The Edge Where Tone Becomes Noise
There is a feedback level where the sound starts breaking apart. Just below that edge is where the richest textures live. The threshold shifts with pitch.
Finding the Edge
FM feedback turns a sine wave into something richer by feeding its own output back into its phase. At low feedback you get a clean, slightly buzzy tone. As you push higher, the waveform starts to fold over on itself, doubling its period, then doubling again. At some point the pattern stops repeating and you get noise.
That transition point is not gradual. It is a sharp boundary. Just below it, the sound is dense and alive. Just above it, the sound falls apart into hiss. The sweet spot is right at the edge.
Use the auto-sweep button below. It slowly crawls the feedback knob from zero to full over ten seconds. Listen for the moment the tone cracks. Watch the pattern display: you will see the waveform split and multiply before it dissolves.
The Threshold Moves
Try different notes after the sweep. You will notice the cracking point happens at a different feedback level for each pitch. Higher notes break apart sooner. Lower notes hold together longer. This is not a bug. The feedback loop is sensitive to how many samples fit in one cycle, and that changes with frequency.
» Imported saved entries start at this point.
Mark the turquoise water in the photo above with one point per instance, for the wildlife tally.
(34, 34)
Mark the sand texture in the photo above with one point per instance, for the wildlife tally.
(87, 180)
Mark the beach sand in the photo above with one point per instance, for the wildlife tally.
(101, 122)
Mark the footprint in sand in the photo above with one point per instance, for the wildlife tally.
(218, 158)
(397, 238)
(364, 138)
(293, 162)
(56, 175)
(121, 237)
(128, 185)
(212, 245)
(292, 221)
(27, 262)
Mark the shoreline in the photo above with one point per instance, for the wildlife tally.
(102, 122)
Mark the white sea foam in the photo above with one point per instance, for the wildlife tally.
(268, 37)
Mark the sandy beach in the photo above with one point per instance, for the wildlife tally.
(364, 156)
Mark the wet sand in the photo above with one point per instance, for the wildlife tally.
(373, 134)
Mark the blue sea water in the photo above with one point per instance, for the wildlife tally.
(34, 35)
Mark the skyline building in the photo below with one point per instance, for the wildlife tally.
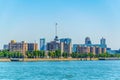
(32, 47)
(5, 47)
(22, 46)
(18, 47)
(103, 43)
(66, 45)
(42, 44)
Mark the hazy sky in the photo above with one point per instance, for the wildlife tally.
(30, 20)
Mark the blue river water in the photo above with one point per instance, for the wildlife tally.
(60, 70)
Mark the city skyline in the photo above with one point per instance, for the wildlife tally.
(31, 20)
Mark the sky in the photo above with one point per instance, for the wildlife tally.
(30, 20)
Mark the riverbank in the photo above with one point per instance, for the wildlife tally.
(47, 59)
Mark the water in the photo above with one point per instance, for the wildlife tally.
(60, 70)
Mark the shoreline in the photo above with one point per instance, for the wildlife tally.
(47, 59)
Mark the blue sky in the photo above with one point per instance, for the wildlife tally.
(30, 20)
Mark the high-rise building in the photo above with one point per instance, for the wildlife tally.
(66, 45)
(103, 43)
(87, 41)
(5, 47)
(42, 44)
(53, 45)
(32, 47)
(21, 47)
This means if you want to use feedback FM in a patch, you cannot just set one feedback value and forget it. You need to understand where the edge sits for the notes you are playing.
Try it. Hit the auto-sweep button and listen. Then play different notes and watch how the threshold marker shifts on the feedback slider.
What You Heard
The pattern display shows something called a bifurcation. At low feedback the output traces one clean loop. As feedback rises, that loop splits into two, then four, then eight. At some point the splits happen so fast that the pattern fills up with dots. That is chaos.
The math behind this is the same as the logistic map, population dynamics, and dozens of other systems that transition from order to chaos through period-doubling. FM feedback is just one more example. But it is one you can hear.